[VL] Add per-batch input-encoding counter to VeloxHashShuffleWriter by luis4a0 · Pull Request #12107 · apache/gluten

luis4a0 · 2026-05-18T13:40:45Z

What changes are proposed in this pull request?

This PR is companion to #12083 (SCOPED_TIMER fix). With the per-stage timers in cpuWallTimingList_ now recording real numbers, the natural complement is a counter that tells the reader what shape the writer actually sees; i.e. for each write(cb, ...) call, how many of the input children arrive as FLAT / DICTIONARY / CONSTANT / LAZY / other encoding (the values of facebook::velox::VectorEncoding::Simple).

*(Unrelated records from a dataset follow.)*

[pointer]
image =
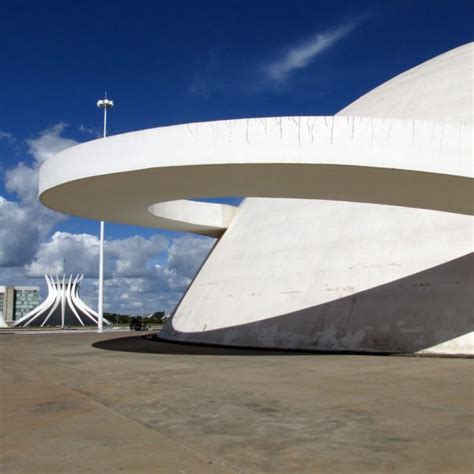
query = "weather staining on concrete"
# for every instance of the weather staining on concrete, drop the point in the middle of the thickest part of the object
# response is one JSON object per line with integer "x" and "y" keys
{"x": 378, "y": 196}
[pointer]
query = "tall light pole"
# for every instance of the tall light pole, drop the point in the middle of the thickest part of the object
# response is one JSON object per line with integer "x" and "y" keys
{"x": 102, "y": 104}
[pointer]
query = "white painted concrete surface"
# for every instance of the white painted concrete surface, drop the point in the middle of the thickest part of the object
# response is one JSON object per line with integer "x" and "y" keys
{"x": 345, "y": 276}
{"x": 362, "y": 270}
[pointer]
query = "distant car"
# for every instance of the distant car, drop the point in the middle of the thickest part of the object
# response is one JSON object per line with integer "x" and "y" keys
{"x": 138, "y": 324}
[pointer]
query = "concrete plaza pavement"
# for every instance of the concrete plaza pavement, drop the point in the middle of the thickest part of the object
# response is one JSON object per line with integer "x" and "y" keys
{"x": 122, "y": 402}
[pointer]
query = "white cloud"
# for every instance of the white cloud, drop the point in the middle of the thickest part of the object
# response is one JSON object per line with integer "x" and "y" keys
{"x": 302, "y": 55}
{"x": 132, "y": 279}
{"x": 25, "y": 223}
{"x": 134, "y": 283}
{"x": 49, "y": 142}
{"x": 18, "y": 237}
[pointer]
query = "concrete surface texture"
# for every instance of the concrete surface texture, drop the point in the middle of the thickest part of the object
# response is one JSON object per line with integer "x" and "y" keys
{"x": 347, "y": 276}
{"x": 378, "y": 266}
{"x": 105, "y": 404}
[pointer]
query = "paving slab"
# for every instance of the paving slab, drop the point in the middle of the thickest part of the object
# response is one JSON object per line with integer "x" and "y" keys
{"x": 123, "y": 402}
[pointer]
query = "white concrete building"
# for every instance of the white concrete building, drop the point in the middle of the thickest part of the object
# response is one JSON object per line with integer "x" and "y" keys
{"x": 357, "y": 231}
{"x": 62, "y": 307}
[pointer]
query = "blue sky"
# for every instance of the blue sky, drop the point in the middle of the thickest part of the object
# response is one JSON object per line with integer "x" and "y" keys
{"x": 168, "y": 62}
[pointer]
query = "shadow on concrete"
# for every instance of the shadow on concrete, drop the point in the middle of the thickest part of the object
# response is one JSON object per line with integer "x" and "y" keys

A new inputEncodingCounts_ member (std::array<int64_t, 5>) is maintained on VeloxHashShuffleWriter. The counts are taken before any getFlattenedRowVector() invocation in write(cb, ...), so they reflect the encoding the writer actually receives -- not the post-flatten shape (which is always FLAT by construction). Output is gated through the existing VELOX_SHUFFLE_WRITER_LOG_FLAG log channel and uses the same line shape as the existing cpuWallTimingList_ lines,v so behavior is unchanged when the flag is off (default).

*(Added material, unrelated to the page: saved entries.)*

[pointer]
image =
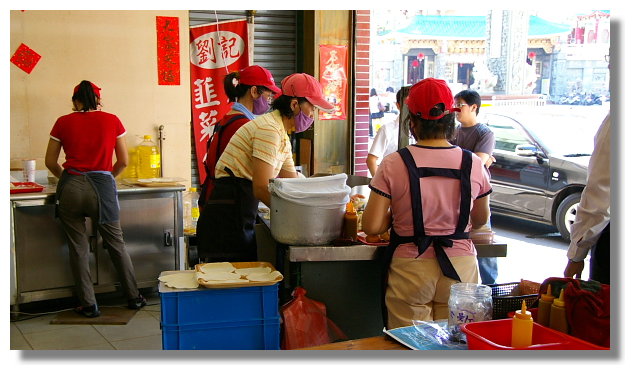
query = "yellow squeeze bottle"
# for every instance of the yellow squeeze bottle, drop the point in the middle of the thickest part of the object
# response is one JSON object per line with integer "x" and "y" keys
{"x": 544, "y": 307}
{"x": 558, "y": 316}
{"x": 350, "y": 222}
{"x": 522, "y": 327}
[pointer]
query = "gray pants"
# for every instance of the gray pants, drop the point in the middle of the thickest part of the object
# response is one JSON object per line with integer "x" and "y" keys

This information is useful for at least three things:

Verifying whether a workload would benefit from writer-side dictionary/constant pass-through optimizations before writing the pass-through code (does the writer ever actually see those encodings?). Recent OSS PR [GLUTEN-8855][VL] Support dictionary in hash based shuffle #9727 (writer-side dictionary rebuild) and several proposed constant pass-through patches all share the same assumption that the writer sees DICT/CONST inputs; this counter makes that assumption directly checkable on any workload.
Spotting unexpected upstream operator changes that collapse/preserve encodings differently across Velox versions (e.g., a change in HashAggregate that starts emitting CONSTANT children when it didn't before).
Correlating a wall-time spike in a particular stage with the encoding mix that drove it.

The counter is always-on (one branch+one increment per input child, swamped by the surrounding shuffle work). Scope is deliberately narrow: only the 5-bucket encoding mix at the hash-shuffle writer entry, surfaced via the existing log channel. A per-type breakdown (BIGINT/DECIMAL/VARCHAR/...) and exposure through ShuffleWriterMetrics to the JVM SparkListener are both plausible follow-ups but kept out of this PR.

Diff: +277 / -0 over 4 files (3 in cpp/velox/, 1 new test).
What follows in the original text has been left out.